Llegué en autobús dispuesto a emprender una nueva vida. La alameda, previa a la villa, ya no estaba, la carretera se la había tragado, ahora era más ancha y con aceras. El puente sobre el río por el que se accedía al pueblo se sustituía por un viaducto. Llegué a la villa y el puente romano me pareció más pequeño aunque siguió pareciéndome muy bonito. A continuación el coche de línea en vez de parar junto al puente, siguió su camino por la antigua vega, la recordaba cuajada de prados y establos. Pero estaba desconocida, absolutamente urbanizada cubierta de naves industriales, de solares, escombros y contenedores con restos de obra. La nave más grande hacía la función de estación de autobuses.
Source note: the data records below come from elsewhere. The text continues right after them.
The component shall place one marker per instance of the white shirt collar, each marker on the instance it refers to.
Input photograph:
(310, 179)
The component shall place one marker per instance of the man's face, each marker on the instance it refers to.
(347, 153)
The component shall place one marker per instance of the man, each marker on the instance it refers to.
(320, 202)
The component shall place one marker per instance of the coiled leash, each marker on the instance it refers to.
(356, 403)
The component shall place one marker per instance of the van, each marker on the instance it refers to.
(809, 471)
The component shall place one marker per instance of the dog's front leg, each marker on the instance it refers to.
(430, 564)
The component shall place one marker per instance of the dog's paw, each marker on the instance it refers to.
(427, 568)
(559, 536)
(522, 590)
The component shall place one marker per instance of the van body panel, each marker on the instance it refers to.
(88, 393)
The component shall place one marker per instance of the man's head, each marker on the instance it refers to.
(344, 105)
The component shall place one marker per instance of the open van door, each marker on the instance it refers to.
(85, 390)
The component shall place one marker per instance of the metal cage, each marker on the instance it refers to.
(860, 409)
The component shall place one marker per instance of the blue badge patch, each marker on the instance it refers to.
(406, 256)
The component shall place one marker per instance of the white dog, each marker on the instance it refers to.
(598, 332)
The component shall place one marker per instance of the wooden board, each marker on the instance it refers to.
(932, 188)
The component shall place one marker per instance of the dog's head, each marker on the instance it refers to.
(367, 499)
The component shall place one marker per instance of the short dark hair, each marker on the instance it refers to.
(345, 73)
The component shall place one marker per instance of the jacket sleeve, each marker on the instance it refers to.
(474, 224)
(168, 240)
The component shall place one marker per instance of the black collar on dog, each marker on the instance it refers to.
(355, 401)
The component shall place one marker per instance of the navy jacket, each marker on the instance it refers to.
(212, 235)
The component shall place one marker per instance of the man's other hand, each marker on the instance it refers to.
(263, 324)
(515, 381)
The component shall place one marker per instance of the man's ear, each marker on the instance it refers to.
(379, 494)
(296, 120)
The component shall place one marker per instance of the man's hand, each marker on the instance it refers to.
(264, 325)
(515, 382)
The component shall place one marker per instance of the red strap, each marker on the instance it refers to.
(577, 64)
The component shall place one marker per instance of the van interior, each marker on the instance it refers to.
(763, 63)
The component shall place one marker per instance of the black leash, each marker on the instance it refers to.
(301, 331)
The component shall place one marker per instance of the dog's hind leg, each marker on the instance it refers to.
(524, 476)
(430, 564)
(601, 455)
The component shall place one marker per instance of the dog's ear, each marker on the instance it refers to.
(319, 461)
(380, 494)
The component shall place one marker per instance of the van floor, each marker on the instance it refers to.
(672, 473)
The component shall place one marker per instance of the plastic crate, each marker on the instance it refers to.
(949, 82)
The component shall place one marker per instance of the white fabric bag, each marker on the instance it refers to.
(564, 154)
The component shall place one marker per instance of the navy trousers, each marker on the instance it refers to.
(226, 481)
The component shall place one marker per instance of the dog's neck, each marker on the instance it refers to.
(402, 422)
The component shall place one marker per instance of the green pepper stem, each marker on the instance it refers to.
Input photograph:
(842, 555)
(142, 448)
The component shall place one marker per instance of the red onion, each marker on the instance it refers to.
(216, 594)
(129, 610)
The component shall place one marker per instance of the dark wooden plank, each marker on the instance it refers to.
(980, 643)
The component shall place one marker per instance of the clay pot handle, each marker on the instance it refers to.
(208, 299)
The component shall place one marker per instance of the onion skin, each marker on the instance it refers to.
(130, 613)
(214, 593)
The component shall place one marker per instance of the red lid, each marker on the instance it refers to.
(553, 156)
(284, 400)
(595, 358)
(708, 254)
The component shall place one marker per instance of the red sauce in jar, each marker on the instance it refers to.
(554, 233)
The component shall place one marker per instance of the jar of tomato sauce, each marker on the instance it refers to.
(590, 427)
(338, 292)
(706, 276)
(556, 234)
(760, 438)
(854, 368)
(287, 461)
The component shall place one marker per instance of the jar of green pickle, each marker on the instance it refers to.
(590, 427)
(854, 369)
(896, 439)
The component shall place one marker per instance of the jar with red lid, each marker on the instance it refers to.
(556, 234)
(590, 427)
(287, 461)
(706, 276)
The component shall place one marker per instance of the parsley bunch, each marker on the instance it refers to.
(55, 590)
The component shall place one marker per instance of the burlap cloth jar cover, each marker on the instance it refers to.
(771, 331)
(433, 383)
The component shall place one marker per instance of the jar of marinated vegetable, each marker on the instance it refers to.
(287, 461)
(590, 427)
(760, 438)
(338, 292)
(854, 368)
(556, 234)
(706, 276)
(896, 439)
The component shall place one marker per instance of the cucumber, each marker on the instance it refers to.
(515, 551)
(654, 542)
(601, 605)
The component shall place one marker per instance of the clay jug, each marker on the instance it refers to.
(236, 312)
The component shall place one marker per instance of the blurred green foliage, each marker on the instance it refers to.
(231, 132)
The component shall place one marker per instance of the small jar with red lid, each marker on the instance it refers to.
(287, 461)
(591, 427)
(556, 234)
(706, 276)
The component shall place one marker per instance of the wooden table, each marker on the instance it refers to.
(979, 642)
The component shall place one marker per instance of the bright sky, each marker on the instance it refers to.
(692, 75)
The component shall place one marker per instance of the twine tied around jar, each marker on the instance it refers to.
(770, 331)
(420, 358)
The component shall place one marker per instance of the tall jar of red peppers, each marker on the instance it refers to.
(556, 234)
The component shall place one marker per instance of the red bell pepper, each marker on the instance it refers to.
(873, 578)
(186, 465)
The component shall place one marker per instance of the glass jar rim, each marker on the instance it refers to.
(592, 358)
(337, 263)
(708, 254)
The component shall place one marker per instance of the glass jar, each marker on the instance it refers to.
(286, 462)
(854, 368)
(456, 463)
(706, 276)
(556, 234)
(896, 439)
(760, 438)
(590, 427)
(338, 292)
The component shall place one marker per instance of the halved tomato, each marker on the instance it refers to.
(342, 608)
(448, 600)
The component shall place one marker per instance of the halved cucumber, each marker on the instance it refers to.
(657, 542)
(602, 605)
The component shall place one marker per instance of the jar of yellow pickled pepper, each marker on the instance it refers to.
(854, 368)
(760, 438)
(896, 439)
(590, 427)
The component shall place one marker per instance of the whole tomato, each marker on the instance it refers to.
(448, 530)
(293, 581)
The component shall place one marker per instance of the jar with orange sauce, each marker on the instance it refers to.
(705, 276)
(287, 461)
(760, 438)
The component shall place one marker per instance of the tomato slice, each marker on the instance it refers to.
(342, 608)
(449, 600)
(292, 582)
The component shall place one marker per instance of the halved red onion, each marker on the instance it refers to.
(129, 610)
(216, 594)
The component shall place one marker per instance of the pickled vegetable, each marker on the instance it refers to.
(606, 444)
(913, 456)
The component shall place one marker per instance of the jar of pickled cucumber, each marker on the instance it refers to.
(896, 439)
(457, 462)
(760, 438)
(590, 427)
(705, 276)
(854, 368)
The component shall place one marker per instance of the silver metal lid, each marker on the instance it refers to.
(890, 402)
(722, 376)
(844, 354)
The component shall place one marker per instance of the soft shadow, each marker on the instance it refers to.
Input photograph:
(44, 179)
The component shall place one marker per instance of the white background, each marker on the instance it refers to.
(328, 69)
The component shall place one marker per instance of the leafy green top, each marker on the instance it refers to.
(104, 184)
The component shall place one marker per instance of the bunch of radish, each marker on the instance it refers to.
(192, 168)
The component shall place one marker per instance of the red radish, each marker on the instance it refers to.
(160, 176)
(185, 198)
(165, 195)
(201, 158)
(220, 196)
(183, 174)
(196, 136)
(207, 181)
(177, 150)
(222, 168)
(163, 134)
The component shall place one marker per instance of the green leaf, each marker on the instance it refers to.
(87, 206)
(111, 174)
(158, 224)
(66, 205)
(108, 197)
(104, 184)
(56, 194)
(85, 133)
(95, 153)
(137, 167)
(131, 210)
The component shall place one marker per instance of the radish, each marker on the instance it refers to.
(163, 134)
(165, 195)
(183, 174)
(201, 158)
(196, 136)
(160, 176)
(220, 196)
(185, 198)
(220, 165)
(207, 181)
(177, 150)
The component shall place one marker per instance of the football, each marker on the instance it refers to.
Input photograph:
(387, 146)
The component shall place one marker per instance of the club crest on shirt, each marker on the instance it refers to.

Me bajé del autobús y esperé ver alguna cara conocida, efectivamente por allí deambulaba aquel cobrador, el antipático. Movía equipajes, se le había agudizado la cojera, su pelo se había encanecido por completo y por su gesto me pareció que estaba agobiado. La estación aparecía obscura. Recogí mi equipaje y me dirigí al exterior, pasé ante los servicios higiénicos de la estación, estaban sucios y descuidados. Ya en el exterior me encontré con Paquito, el hijo de Curro el taxista, no tenía buen aspecto, como si su salud no fuera la mejor. Tomé su taxi y le pedí que me llevara al hotel Ventura, me dijo: lo cerraron hace mucho… diez años… o más, pero Casa la Viuda sigue funcionando. Después al cabo de un rato me dijo: 

-Le recomiendo el parador es más nuevo y gusta más a los forasteros. 

No me había reconocido, habíamos jugado tantas veces a los dados en el Torreón, como Gildo el fontanero que hacía de vocalista en la orquesta local y el Melli, el otro fontanero más viejo que nos planteaba acertijos a los estudiantes, para demostrarnos lo listo que era él y lo burros que éramos nosotros. Ahora no comprendo porqué a este personaje le aceptábamos este tipo de actuaciones.

En otra época, años atrás, me habría identificado, pero mi carácter había cambiado. Insistí en ir a Casa La Viuda. Desde el coche vi caras conocidas, pero las figuras de las personas habían cambiado ¿Habría cambiado yo tanto? Por las aceras deambulaban algunos desocupados de los de siempre. En la fonda no reconocí a nadie, no vi a nadie de la familia propietaria. Esperaba ver a María la jovencita de la casa, aquella adolescente de ojos tan graciosos, así la recordaba.

La fonda estaba remodelada, irreconocible, pero seguía resultando trasnochada, no se parecía en nada a los hoteles que había frecuentado en los últimos años. Apenas probé la cena, la carta era muy corta y no me resultó nada apetecible, tampoco tenían un vino decente. 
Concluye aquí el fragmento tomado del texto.